Ready PDF and get only the specific value between double quotes

I have a pdf document and I should read the file and get the only data between double-quotes.
it would be great if you help me.

@Gowtham_Srinivasan - Please share some sample text…

you can use Read pdf to text activity and after that either Regex or string Manipulation method extract the text you are looking for.

Hi @Gowtham_Srinivasan
can u share the sample pdf for getting for more info?

Thank You @prasath17 @NIVED_NAMBIAR for your reply.
Test.pdf (16.8 KB)
You can take this pdf as a test.

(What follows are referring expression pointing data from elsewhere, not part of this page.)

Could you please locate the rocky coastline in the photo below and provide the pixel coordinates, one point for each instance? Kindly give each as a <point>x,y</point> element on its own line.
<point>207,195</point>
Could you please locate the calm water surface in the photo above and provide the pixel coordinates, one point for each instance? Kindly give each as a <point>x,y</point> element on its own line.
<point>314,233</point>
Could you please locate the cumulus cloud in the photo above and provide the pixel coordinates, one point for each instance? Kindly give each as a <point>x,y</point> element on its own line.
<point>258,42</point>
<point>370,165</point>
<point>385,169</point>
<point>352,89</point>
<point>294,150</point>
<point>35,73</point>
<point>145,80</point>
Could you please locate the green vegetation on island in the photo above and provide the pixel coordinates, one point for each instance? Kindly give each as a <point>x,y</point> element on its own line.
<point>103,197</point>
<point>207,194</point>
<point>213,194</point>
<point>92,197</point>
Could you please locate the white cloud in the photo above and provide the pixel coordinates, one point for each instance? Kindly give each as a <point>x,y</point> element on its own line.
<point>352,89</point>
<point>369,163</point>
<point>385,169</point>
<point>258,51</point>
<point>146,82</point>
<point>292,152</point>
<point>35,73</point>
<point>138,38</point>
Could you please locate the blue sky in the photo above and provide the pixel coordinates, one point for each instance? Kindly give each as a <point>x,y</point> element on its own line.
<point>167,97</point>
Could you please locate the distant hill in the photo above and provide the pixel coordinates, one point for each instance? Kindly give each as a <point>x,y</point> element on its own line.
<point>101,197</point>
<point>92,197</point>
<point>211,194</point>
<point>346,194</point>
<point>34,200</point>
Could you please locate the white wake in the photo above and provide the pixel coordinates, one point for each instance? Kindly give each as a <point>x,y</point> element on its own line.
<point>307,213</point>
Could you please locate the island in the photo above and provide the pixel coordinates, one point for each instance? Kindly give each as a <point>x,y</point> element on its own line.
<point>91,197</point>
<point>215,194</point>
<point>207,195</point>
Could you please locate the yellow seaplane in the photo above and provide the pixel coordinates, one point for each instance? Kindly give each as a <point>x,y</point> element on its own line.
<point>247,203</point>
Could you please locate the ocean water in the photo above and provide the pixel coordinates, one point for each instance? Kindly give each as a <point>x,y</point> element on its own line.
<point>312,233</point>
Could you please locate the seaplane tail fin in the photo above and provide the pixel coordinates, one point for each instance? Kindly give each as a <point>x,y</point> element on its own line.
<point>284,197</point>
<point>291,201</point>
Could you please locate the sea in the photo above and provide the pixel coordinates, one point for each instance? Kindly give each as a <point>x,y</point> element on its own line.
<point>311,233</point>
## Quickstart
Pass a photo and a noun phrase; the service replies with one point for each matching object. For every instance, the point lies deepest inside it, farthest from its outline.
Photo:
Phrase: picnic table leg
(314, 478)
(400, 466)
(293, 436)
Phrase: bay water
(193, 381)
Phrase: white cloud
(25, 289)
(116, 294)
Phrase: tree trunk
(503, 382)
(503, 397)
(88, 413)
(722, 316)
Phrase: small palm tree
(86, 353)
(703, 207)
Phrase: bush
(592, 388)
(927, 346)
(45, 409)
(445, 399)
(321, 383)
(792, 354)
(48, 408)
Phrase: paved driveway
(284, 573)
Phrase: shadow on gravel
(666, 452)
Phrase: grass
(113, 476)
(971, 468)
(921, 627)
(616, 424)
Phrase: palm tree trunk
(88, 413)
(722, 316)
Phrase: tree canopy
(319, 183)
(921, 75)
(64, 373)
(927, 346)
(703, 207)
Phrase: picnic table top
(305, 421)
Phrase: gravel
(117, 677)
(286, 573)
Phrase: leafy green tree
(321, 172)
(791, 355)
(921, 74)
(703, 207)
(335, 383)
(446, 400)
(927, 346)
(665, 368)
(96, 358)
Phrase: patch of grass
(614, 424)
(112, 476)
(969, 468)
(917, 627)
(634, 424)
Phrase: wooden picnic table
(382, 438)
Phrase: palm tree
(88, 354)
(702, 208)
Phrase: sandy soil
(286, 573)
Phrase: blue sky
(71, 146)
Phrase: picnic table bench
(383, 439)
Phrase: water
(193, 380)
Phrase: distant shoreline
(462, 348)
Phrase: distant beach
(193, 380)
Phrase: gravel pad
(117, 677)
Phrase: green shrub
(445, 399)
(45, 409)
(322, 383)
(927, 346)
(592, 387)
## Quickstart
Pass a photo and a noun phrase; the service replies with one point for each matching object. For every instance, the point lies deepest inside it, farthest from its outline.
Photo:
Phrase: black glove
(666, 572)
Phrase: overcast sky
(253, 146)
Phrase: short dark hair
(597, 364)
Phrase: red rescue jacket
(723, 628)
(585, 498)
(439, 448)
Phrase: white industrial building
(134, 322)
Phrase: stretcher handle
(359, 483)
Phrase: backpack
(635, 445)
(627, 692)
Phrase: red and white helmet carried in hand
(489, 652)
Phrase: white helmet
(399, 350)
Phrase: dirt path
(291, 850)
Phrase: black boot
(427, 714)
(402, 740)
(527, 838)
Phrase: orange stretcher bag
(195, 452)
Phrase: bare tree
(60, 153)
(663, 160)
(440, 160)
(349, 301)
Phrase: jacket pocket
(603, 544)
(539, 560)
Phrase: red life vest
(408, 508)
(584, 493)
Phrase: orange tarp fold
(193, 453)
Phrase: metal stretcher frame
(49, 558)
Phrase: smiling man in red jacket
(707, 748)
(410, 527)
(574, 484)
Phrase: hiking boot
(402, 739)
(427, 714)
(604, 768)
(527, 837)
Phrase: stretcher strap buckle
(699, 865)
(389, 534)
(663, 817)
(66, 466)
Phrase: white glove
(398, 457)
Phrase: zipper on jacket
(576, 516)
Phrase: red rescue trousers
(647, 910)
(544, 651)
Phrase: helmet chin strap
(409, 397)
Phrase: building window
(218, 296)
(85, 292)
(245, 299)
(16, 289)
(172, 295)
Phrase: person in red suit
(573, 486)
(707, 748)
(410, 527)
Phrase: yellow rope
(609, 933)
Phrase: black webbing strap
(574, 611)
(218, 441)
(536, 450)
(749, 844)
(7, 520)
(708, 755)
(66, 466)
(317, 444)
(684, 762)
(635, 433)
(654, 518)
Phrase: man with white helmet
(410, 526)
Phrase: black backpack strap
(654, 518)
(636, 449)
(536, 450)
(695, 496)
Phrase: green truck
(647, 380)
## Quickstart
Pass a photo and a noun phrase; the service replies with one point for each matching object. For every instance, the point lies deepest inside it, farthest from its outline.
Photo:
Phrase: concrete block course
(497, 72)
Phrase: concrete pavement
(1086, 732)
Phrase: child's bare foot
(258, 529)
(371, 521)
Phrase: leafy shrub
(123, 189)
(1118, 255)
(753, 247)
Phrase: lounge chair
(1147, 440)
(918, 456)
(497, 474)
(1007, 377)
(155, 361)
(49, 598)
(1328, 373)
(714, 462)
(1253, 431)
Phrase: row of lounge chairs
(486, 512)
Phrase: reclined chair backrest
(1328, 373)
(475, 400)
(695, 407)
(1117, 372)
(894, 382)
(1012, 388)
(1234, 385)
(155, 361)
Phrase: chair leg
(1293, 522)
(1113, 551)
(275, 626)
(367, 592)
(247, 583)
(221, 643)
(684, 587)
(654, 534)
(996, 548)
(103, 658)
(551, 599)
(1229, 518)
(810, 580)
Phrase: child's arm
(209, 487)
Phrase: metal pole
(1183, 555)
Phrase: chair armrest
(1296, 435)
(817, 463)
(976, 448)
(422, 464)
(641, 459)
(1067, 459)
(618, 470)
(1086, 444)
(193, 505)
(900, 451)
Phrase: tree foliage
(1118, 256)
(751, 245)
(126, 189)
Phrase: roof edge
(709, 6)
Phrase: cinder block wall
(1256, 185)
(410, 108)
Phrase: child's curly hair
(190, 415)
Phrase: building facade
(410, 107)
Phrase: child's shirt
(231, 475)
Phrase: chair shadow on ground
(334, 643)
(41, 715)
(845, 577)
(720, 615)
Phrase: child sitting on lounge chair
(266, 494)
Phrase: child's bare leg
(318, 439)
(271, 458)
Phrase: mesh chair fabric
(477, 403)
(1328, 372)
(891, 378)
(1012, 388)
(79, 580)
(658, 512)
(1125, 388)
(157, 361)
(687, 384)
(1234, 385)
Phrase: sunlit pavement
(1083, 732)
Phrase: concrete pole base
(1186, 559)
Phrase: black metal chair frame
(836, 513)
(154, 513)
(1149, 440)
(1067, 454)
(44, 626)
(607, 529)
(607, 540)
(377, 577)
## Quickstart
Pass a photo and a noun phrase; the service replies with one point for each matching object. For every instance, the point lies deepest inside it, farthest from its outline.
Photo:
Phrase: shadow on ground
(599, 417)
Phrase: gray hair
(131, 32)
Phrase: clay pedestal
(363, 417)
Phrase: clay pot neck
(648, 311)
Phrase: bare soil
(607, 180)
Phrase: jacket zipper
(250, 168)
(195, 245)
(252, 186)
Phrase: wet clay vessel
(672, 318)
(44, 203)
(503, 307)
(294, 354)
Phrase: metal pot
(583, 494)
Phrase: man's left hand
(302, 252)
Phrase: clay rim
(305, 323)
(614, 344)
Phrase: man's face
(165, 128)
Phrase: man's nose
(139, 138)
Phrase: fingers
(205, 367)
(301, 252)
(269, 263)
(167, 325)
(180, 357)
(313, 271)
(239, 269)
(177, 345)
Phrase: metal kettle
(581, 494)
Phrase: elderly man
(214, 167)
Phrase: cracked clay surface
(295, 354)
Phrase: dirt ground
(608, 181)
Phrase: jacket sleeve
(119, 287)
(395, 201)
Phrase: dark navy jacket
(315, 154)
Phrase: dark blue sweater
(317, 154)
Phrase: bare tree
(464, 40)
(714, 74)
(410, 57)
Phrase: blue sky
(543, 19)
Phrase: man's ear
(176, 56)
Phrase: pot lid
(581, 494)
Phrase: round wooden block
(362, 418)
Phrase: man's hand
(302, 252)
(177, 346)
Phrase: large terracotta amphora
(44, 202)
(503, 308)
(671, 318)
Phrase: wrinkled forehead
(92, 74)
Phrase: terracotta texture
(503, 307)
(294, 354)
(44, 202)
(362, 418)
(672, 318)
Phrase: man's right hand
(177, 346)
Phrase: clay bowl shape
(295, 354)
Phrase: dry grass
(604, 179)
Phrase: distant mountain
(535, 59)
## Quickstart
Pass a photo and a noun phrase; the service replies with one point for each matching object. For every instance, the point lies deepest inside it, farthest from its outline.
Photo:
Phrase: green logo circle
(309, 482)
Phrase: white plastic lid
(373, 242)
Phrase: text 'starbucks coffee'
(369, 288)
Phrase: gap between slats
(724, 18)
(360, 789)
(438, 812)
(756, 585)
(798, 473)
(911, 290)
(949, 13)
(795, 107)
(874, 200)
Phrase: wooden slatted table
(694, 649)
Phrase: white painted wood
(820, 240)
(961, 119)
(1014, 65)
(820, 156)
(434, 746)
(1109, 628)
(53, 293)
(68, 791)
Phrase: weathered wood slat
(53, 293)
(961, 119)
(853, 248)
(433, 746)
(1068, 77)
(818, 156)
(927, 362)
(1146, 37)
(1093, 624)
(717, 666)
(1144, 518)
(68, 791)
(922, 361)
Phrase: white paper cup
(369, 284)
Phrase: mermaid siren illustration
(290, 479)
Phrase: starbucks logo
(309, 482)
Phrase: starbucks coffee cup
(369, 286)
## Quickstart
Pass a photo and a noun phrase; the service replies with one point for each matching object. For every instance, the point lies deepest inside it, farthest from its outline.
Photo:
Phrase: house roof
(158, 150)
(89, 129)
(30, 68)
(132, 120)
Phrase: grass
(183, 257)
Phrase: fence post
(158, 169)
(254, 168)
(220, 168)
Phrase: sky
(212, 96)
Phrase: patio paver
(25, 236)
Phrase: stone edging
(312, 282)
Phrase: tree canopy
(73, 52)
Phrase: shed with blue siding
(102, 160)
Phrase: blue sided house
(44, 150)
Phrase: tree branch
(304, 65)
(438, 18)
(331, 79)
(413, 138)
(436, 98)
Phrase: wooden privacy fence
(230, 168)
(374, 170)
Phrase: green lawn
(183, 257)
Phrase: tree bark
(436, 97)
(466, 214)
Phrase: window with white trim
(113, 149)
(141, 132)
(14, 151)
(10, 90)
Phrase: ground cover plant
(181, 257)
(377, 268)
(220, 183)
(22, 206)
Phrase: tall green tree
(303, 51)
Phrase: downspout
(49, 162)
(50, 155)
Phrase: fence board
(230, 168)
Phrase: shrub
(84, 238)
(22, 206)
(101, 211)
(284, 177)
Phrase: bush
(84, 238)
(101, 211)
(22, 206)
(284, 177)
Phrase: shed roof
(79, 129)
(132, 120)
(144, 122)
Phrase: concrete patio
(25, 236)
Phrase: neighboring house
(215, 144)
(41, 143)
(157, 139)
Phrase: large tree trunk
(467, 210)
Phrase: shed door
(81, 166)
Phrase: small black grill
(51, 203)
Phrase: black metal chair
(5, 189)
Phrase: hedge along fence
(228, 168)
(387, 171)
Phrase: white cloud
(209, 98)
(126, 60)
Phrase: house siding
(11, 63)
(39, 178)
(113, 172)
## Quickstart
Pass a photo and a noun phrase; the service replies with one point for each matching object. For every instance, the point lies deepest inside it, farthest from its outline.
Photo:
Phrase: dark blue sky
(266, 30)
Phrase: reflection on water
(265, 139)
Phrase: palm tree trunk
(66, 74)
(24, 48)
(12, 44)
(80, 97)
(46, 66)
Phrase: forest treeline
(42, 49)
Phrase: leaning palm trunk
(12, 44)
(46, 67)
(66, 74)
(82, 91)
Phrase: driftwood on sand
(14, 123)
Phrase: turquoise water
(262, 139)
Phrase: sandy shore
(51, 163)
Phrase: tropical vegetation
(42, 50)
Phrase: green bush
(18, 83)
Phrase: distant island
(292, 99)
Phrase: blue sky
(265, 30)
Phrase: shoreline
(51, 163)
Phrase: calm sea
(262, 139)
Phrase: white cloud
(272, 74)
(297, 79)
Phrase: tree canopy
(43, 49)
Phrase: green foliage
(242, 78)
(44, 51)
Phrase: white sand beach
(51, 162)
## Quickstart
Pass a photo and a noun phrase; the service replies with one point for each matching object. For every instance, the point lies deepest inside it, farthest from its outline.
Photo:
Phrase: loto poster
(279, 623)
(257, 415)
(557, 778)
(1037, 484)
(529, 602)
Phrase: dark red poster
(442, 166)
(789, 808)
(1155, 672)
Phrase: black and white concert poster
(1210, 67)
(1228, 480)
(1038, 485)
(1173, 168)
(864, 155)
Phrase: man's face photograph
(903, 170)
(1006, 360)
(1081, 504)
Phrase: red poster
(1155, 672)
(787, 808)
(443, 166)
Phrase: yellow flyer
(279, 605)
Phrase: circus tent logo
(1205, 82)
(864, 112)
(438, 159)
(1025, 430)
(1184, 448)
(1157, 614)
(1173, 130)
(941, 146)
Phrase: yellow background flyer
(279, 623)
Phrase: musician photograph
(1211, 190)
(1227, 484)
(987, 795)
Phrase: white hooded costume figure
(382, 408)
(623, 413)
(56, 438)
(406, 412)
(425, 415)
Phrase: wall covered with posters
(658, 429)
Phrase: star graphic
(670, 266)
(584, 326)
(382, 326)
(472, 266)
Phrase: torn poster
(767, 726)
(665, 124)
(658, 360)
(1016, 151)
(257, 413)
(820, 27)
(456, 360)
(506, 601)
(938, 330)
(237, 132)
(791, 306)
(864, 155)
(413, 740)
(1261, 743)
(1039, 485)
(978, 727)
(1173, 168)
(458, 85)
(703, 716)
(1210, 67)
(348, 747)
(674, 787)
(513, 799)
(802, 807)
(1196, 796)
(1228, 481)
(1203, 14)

My need is to get the text of the sentence between the double-quotes into excel.

It would be great if you can help me with this.
Thank you

@Gowtham_Srinivasan - The results under the column $1 is what you are looking for ??

Yes, @prasath17
You r right

@Gowtham_Srinivasan - Please find the started help here…

Output of Read PDF Text is StrInput

Build Datatable

Regex Matches

Input = StrInput

Pattern = "“(.*?)”"

Assign Activity

 Dt = (From m In IEnRegex.Cast(Of Match)
 Select Dt.Rows.Add(m.Groups(1).toString)).CopyToDataTable

That’s it, write your results to Excel.


Hope this helps…

Thank you so much @prasath17
I got a doubt
IEnRegex Should be is what variable type

Thank you,

@Gowtham_Srinivasan - hit ctrl + k and create a variable it will get created automatically with right variable type.

Its IEnumerable…

Did you actually created the workflow and tested it ?

Thank You @prasath17
Got it

Learning and Doing it @prasath17
and @prasath17 Getting this error

Thank You so Much

Dt is DataTable which is your output of build datatable activity.

thank you @prasath17
Got it

@Gowtham_Srinivasan - build datatable activity is missing in your workflow.

it did not come with the screen Shot @prasath17
but did it gone to run the program

@Gowtham_Srinivasan - its there is my workflow.please double check…

5 activities in total.


1 Like

got an other error while running the program

@Gowtham_Srinivasan - (57.5 KB)

1 Like

I got to get one more problem.
if the text between the double quotes are split into two lines then i am not getting the output.
it is omitting the the double quote itself and taking the next double quotes which is in the properly lined in the same line

Thank You